427 Views Asked by At

I am trying to conduct a geographically weighted logistic regression to quantify the spatial variation in my data set. However upon running the gwr model, I get the error that my input data and coordinates have different dimensions.

This is the code I used for the boarder of the Netherlands:

unzip("ne_10m_admin_1_states_provinces.zip",exdir="NaturalEarth")
border <- shapefile("NaturalEarth/ne_10m_admin_1_states_provinces.shp")

#extract border netherlands
Netherlands1 <- border[paste(border$iso_a2)=="NL",]

My data has a binary outcome (0/1) regarding the prevalence of a pathogen.
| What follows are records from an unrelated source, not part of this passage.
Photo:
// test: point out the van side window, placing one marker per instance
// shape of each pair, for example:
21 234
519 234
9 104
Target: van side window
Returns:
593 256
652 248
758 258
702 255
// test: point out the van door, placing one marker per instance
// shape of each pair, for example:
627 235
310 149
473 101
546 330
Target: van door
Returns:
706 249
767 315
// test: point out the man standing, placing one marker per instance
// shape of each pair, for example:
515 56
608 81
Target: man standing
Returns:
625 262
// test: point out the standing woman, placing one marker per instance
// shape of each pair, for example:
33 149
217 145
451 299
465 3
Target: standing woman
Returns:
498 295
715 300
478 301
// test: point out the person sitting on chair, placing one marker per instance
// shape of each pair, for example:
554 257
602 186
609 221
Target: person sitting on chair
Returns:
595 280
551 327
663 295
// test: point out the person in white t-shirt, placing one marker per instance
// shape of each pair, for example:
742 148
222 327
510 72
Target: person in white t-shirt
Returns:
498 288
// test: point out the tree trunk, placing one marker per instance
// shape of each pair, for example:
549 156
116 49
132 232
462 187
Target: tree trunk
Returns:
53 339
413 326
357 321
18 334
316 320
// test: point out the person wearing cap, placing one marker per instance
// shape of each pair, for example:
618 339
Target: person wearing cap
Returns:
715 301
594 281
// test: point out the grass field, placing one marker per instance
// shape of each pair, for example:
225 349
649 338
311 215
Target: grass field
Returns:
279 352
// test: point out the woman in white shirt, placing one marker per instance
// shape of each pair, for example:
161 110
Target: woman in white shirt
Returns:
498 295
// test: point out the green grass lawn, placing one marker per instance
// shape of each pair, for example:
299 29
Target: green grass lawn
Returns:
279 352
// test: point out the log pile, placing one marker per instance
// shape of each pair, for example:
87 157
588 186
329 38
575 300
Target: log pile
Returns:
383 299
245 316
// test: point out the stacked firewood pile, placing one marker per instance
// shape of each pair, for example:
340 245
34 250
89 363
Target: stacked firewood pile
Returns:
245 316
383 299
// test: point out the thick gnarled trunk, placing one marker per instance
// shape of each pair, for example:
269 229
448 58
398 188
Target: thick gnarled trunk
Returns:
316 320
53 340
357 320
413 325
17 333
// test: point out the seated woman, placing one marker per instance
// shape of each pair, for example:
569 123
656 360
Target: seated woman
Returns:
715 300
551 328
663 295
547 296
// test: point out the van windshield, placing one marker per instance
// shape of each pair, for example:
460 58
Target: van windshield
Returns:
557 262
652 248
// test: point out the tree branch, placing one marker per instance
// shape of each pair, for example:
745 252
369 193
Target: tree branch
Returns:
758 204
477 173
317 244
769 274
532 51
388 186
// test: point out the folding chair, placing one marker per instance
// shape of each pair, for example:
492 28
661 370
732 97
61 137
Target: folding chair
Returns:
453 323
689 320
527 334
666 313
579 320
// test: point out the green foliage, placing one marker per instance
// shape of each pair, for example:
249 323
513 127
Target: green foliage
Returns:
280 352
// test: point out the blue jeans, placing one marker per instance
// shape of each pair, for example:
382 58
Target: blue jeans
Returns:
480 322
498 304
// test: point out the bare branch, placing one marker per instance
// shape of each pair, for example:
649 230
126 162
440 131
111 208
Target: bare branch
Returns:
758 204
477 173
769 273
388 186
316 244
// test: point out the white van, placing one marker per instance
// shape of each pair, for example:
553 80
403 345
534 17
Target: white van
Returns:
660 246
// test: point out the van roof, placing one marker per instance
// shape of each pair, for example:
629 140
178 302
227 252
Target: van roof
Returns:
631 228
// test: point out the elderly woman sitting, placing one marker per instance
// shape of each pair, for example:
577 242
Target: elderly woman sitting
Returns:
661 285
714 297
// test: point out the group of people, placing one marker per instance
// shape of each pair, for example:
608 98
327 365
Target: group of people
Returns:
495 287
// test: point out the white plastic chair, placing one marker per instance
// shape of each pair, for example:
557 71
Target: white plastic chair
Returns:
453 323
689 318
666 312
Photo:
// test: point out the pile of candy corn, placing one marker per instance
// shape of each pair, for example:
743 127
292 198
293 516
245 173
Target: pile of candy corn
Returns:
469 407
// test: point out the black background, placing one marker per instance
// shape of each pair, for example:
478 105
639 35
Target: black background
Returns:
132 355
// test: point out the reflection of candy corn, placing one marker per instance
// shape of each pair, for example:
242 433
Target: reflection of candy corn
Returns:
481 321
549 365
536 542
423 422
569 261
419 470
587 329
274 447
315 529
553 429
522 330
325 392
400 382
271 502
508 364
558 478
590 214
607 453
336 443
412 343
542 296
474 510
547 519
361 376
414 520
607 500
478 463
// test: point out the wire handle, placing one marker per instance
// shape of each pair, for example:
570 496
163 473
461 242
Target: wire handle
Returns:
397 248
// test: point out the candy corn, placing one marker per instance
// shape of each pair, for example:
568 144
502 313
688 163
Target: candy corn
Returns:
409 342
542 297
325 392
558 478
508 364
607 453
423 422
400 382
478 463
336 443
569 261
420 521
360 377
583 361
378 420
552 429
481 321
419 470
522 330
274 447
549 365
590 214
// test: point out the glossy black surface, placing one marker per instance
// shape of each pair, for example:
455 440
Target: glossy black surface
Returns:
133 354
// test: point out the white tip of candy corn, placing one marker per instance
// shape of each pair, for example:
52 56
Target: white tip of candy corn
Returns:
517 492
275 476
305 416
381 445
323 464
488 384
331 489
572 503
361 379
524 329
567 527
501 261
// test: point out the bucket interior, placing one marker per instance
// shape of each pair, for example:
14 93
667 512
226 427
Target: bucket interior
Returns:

Data_coord <- data[,c(1:2)] #extract coordinates 


sp.data <- SpatialPointsDataFrame(coords = data_coord, data = data_full3.p, 
                                        proj4string = CRS("+proj=longlat +datum=WGS84 +no_defs")) #convert to spatialpoint dataframe

Next I ran a logistic regression. There were no problems here.

m <- glm(glm(pathogen ~ Age_category,
             family=binomial(link='logit'),data=sp.data))
summary(m)

I transformed the data in a spatial* object with a planar CRS

alb <- CRS("+proj=utm +zone=31N +datum=WGS84")
sp <- sp.data

spt <- spTransform(sp, alb)
ctst <- spTransform(Netherlands1, alb)

#get optimal bandwidth 
bw <- gwr.sel(A._phagocytophilum_qPCR1 ~ Age_Category, data=spt)
bw

But as soon as I run this line I get an error

#run gwr function 
g <- gwr(pathogen ~ Age_Category, data=spt, bandwidth=bw, fit.points=newpts[, 1:2])

Error in gwr(pathogen ~ Age_Category, data = spt, bandwidth = bw, : Input data and coordinates have different dimensions

Would anyone know how to solve this? Thank you in advance!

1

There are 1 best solutions below

0
On

Looking at the function code, it looks like the issue is here:

if (NROW(x) != NROW(coords)) 
stop("Input data and coordinates have different dimensions") 

x here is taken from a model.frame object created earlier in the code, which will automatically exclude any rows that have NA or NaN values, thus potentially providing a different number of rows than the dataset.

I wasn't able to unzip your file, but I would check to see if there are any missing values. I was having this same issue with ggwr, and removing those values resolved the problem.